There are also annotations for two sets of comments. A red capital “M” enclosed in a circle provides a link to a Masterclass video. It is used to annotate a specific measure. Clicking it cues the Masterclass video to where Aimard is explaining that measure to a student. There is also a pull-down menu listing all of the measures discussed in the entire Masterclass video.
The other annotations are in blue, either a rectangle enclosing an area of the score or a lower-case “i” enclosed in a circle. These are “Ligeti’s comments,” which may be turned on or off when the score is displayed. (Unfortunately, they are displayed only in the system view; and there is no pull-down menu. So one cannot browse the score-page view to look for them.) Strictly speaking, these are Aimard’s transcriptions of Ligeti’s comments; but, given Aimard’s experiences in working with Ligeti, we have no reason to doubt their authenticity.

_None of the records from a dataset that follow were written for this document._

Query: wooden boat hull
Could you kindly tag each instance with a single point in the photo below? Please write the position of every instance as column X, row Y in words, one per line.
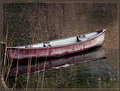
column 56, row 51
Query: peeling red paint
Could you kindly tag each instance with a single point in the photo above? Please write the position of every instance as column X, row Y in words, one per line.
column 55, row 51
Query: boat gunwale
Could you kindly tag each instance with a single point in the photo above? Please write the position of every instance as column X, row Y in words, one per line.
column 103, row 30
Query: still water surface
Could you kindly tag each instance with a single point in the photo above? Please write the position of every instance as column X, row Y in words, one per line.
column 89, row 69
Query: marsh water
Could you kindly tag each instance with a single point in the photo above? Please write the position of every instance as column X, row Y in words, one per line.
column 94, row 68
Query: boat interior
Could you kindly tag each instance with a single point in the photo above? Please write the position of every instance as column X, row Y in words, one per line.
column 65, row 41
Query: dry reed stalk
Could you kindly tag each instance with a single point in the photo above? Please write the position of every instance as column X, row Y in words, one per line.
column 4, row 62
column 9, row 62
column 16, row 73
column 28, row 72
column 44, row 71
column 38, row 77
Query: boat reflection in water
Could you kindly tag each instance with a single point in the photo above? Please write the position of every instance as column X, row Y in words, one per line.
column 40, row 64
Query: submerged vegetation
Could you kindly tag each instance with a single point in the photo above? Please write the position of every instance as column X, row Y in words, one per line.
column 33, row 23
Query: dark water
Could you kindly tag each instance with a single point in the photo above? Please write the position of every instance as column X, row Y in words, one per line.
column 34, row 23
column 89, row 69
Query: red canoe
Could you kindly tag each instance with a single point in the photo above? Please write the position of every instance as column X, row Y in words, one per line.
column 58, row 47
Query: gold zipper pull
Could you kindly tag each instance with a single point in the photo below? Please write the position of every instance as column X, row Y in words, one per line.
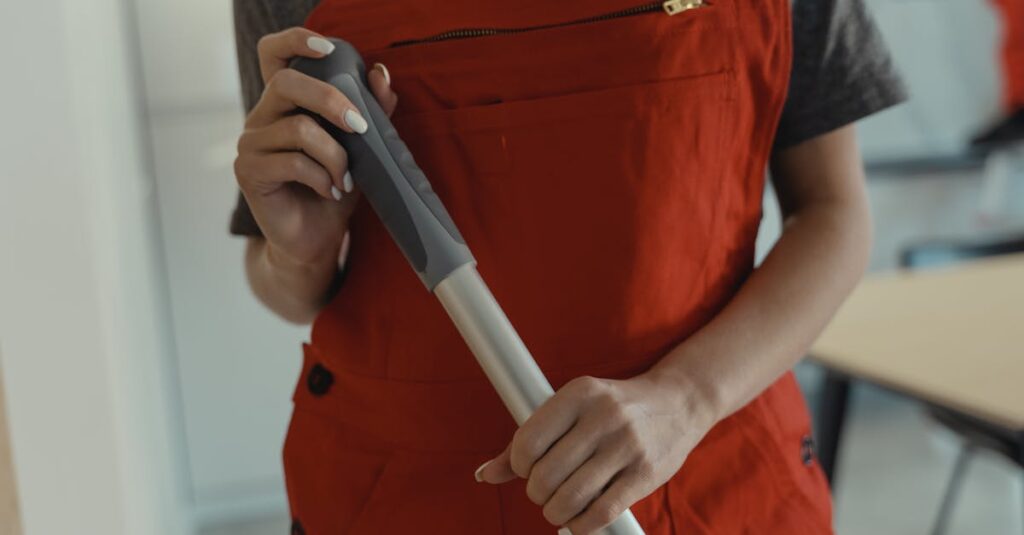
column 678, row 6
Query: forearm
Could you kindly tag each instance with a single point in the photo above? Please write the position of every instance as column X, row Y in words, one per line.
column 778, row 313
column 293, row 290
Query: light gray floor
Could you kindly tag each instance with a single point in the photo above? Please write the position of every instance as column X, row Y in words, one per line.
column 895, row 462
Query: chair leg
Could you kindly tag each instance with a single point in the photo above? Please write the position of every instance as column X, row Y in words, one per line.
column 832, row 420
column 952, row 489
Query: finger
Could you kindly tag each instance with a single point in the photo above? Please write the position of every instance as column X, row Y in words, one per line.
column 583, row 487
column 497, row 470
column 300, row 132
column 570, row 452
column 275, row 50
column 265, row 173
column 624, row 491
column 380, row 84
column 290, row 89
column 548, row 423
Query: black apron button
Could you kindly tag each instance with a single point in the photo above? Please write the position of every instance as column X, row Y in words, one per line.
column 318, row 380
column 807, row 450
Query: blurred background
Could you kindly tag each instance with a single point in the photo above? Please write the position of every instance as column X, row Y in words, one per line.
column 146, row 392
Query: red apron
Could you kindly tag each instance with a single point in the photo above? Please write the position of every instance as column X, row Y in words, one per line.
column 608, row 177
column 1012, row 15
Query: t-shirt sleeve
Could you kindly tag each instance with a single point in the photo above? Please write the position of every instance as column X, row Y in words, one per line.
column 842, row 71
column 253, row 19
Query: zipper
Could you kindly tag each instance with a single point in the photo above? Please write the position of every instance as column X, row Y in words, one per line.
column 672, row 7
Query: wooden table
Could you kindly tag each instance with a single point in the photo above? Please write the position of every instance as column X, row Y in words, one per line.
column 952, row 337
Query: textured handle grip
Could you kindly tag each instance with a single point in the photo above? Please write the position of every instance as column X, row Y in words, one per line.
column 387, row 174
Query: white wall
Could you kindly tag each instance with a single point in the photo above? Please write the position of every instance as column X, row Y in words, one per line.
column 82, row 320
column 236, row 362
column 946, row 51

All this makes for an impressively useful collection of information, all of which can definitely contribute to the listening experience. What is missing, however, are any observations about Ligeti’s rhetorical stance. For my personal tastes, Aimard comes across as just too serious for music that Ligeti clearly intended to be playful. Malaysian pianist Mei Yi Foo definitely had the right idea when she included Musica ricercata on an album entitled Musical Toys. As far as I am concerned, Ligeti expects the pianist not only to play the music but also to play with his underlying idea of making more and more out of fewer and fewer notes. The first piece in the set in the reductio ad absurdum of this idea, meaning that all he had to work with were octave registers and rhythm. The process by which he shows just how much he can do is hysterically funny and gets progressively funnier as the tempo gets more frantic.
Consequently, as one who took great pleasure in following from the keyboard (to the best of my ability) how Ligeti played his games, I was a bit put off by Aimard being so straight-faced about it all. This was evident at the outset when Aimard made a passing reference to Ligeti’s composition for 100 metronomes without seeming to recognize that the composer was playing a monstrous joke on those who believed that subjective time was only valid when it could be gauged according to clock-time. Ligeti’s metronome composition was particularly good at undermining “common knowledge;” and that same spirit of undermining convention is the life-force behind Musica ricercata. If the listener does not get the joke, the listening experience is little more than a waste of time.